Scorpius has taught me a lot over the last few years about the power of forgiveness, and it would mean a lot to me if I could have yours. I know I behaved pretty stupidly when we were at school, and I'd like to think I've grown up considerably since then. You have no reason to want to accept my apology, but I really wish you would. I truly am sorry for the things I did and said to you. I've confessed a lot of my past to Scorpius, but I've never told him about the way I used to talk to you, because you were a muggleborn. I feel I can't really support Scorpius in trying to reduce prejudice until I've apologised for treating you like you were inferior. It was wrong. I knew that at the time, and I certainly know it now.

Can you forgive me?
Draco

Draco,

I'm not ashamed to admit your letter made me cry. I don't think I ever expected to receive an apology from you, but it means a lot to me that I have. I know you only ever treated me like I was inferior because your father made you feel like you were inferior – even at eleven I could see that – but it didn't stop me from feeling like I had to prove myself, which I spent my entire time at Hogwarts trying to do. Shall we agree to go forward from this moment as equals, measured neither by our past nor by our blood?

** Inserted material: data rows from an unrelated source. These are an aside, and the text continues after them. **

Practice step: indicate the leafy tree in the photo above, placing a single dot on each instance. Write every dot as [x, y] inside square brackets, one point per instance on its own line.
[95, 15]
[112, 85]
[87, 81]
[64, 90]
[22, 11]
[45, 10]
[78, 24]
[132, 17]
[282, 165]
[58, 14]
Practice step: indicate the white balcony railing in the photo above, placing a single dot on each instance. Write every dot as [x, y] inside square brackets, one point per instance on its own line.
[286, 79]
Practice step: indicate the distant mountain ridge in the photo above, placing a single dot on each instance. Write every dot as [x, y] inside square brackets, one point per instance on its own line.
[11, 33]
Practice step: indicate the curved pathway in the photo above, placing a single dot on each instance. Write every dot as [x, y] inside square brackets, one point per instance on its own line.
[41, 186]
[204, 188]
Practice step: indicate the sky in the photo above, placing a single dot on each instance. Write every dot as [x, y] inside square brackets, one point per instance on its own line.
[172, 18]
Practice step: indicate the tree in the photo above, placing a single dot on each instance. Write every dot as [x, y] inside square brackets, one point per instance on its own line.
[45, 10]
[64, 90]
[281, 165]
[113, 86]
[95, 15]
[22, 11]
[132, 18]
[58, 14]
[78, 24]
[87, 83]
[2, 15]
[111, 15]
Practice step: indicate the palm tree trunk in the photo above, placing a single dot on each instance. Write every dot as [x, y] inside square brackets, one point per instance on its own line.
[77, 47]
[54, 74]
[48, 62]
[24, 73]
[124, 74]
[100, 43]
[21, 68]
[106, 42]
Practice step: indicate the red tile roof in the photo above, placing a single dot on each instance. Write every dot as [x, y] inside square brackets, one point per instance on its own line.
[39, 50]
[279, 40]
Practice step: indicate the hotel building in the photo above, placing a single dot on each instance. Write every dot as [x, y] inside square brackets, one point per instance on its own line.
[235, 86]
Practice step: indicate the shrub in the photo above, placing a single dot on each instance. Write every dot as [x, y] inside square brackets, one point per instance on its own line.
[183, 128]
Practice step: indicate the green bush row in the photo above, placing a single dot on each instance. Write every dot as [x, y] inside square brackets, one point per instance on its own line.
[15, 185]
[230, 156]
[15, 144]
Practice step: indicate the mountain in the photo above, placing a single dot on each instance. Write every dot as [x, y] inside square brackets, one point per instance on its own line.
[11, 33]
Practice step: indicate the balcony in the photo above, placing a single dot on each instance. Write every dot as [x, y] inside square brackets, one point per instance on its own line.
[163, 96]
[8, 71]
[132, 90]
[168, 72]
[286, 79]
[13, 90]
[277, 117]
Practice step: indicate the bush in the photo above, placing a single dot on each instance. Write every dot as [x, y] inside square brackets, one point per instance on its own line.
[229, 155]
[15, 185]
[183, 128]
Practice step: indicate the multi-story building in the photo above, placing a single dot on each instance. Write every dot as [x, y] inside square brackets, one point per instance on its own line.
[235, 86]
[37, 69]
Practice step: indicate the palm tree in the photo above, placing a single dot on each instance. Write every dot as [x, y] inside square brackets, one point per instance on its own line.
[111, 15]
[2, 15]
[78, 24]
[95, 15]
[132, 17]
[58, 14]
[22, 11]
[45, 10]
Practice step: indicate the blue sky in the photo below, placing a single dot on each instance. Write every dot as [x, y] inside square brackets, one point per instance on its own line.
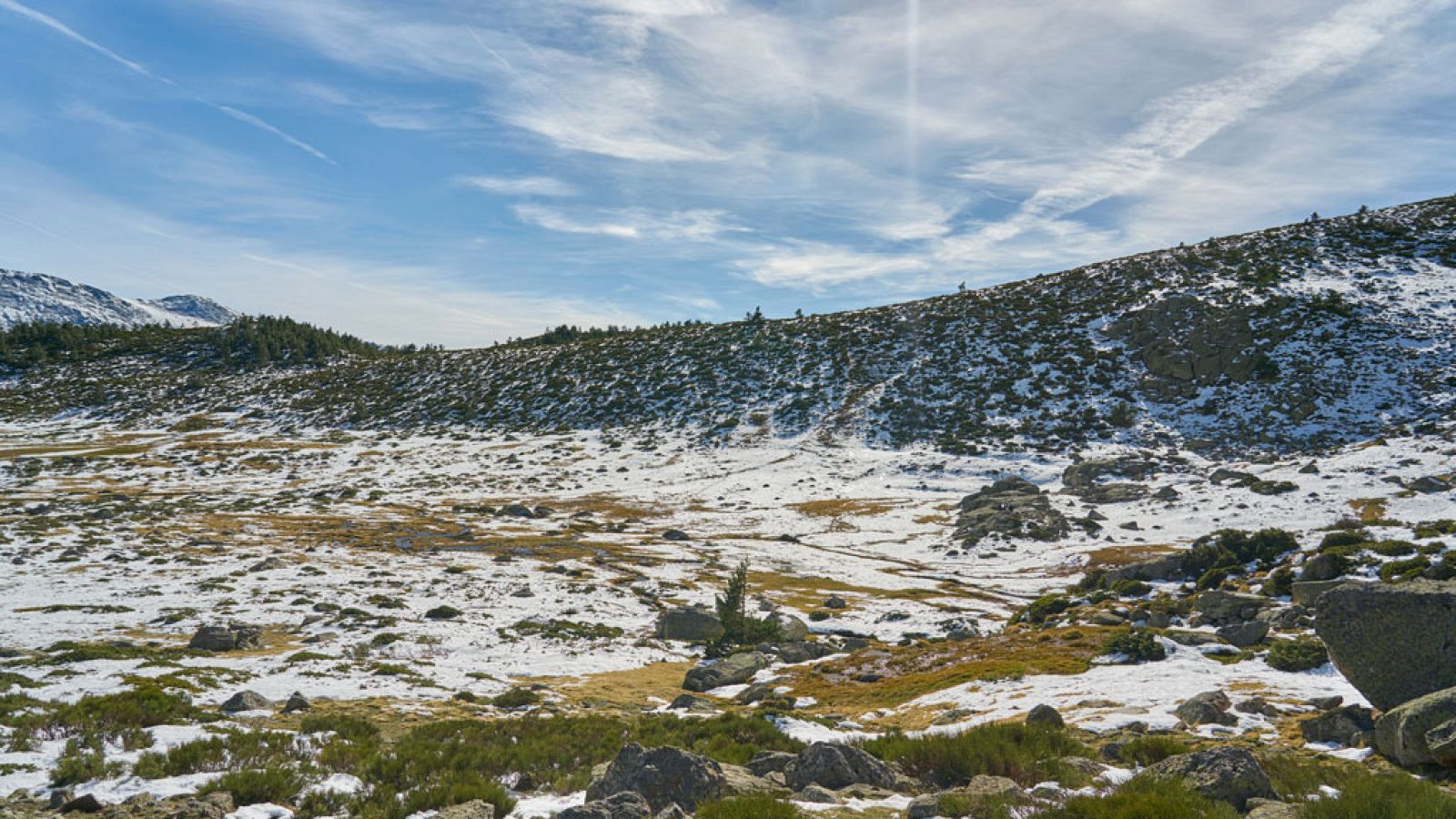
[458, 172]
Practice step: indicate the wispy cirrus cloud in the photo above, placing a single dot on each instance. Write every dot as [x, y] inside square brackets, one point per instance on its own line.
[521, 186]
[252, 120]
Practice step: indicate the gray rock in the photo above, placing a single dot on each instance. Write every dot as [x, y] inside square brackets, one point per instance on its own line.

I showed Ron your letter – I hope you don't mind – and we both forgive you. Of course we do. He was a little sceptical at first, but he's come to believe that you mean it. I think I'd have struggled to believe it myself if I hadn't experienced first-hand the way that parenthood can change you. The old Draco Malfoy would never have apologised, but you're not the old Draco Malfoy, are you? Just as I'm not the old Hermione Granger, nor Ron the old Ronald Weasley.

Let's put the past behind us. From now on we are simply three mature adults, with nothing between us, no wall to divide us. Rose and Scorpius have made sure of that.